Fabricantes de veículos projetam crescimento menor em 2019

Expectativa da Anfavea sobre o aumento das vendas passa de 11% para 9% com relação a 2018

A Anfavea, associação das fabricantes de veículos, refez sua projeção de vendas para 2019 e aponta que o crescimento do mercado será menor do que o esperado anteriormente. Na nova previsão divulgada na segunda-feira, 7, a entidade baixou de 11,4% para 9,1% a estimativa de alta das vendas domésticas e agora espera o emplacamento de 2,80 milhões de unidades, na soma de automóveis, comerciais leves, caminhões e ônibus, contra o volume de 2,86 milhões previstos ainda em janeiro.

O presidente da Anfavea, Luiz Carlos Moraes, argumenta que a primeira previsão feita nos meados de novembro e dezembro do ano passado e divulgada em janeiro foi baseada em uma expectativa econômica diferente do que está atualmente. O executivo lembra que naquela época, logo após as eleições, a indústria trabalhava com um PIB de 3% a 3,5% para 2019 e esperava uma economia mais positiva com a consolidação das reformas, que continuam tramitando no Congresso Nacional.

Vale lembrar que o relatório Focus com as projeções do Banco Central divulgado nesta mesma segunda-feira mantém pela quarta semana um crescimento do PIB que beira a estabilidade com alta de 0,8% sobre o ano passado. Há 12 meses, a estimativa estava em 2,5%. Apesar disso, a meta da Selic para fechar o ano está em 4,75% (a taxa atual é de 5%) enquanto a estimativa para o IPCA (que mede a inflação) está em 3,4%.

Com a mudança do cenário para uma economia estagnada e outros fatores, como a demora do Legislativo em aprovar a reforma da previdência e o agravante da crise na Argentina, o presidente da Anfavea confirmou a necessidade de revisar as projeções.

O QUE A ANFAVEA ESPERA DE 2020?

Embora ainda não comente sobre os números de mercado para 2020, Moraes aponta que a Anfavea vai considerar um PIB que ele chamou de moderado ao definir as projeções do ano. O produto interno bruto poderá contar com um fator positivo, a liberação de parte do FGTS para a população, que pode injetar até R$ 40 bilhões na economia, adicionando cerca de 0,3% a 0,5% no PIB. Ele aponta também aponta outros fatores que deverão ser incluídos na análise econômica e de mercado da entidade, como a tendência de queda da Selic e que pode continuar no próximo ano, além da inflação sob controle.

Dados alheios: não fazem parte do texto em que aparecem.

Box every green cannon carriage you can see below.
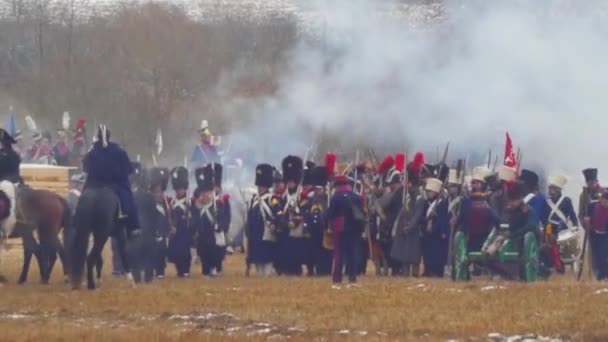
[452,224,538,282]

“Vemos [2020] com mais otimismo; acho possível ter um PIB 2% maior, que é razoável. A taxa de juros é um item importante, para este ano se fala em uma Selic de 4,75% e até de 4,5%. Com isso os bancos estão mais propensos a dar crédito ao setor automotivo: aumentou a competição e esse efeito vai se propagar no ano que vem com a taxa caindo um pouco mais. A expectativa é de que com os riscos sob controle a oferta adicional de crédito para o setor seja de 20%”, afirma.

Segundo o executivo, é esperado mais investimentos em infraestrutura a partir de 2020, estimado em R$ 208 bilhões para os próximos anos, com a promessa das privatizações, que podem elevar a necessidade de obras em diversos setores.

“Em 2020, o impacto [dos investimentos] não será muito forte, será maior a partir de 2021 ou 2022, mas começa em 2020”, afirma.

Além disso, ele reforça sua defesa sobre a necessidade de concluir a reforma da Previdência, que está em fase de voto no Senado.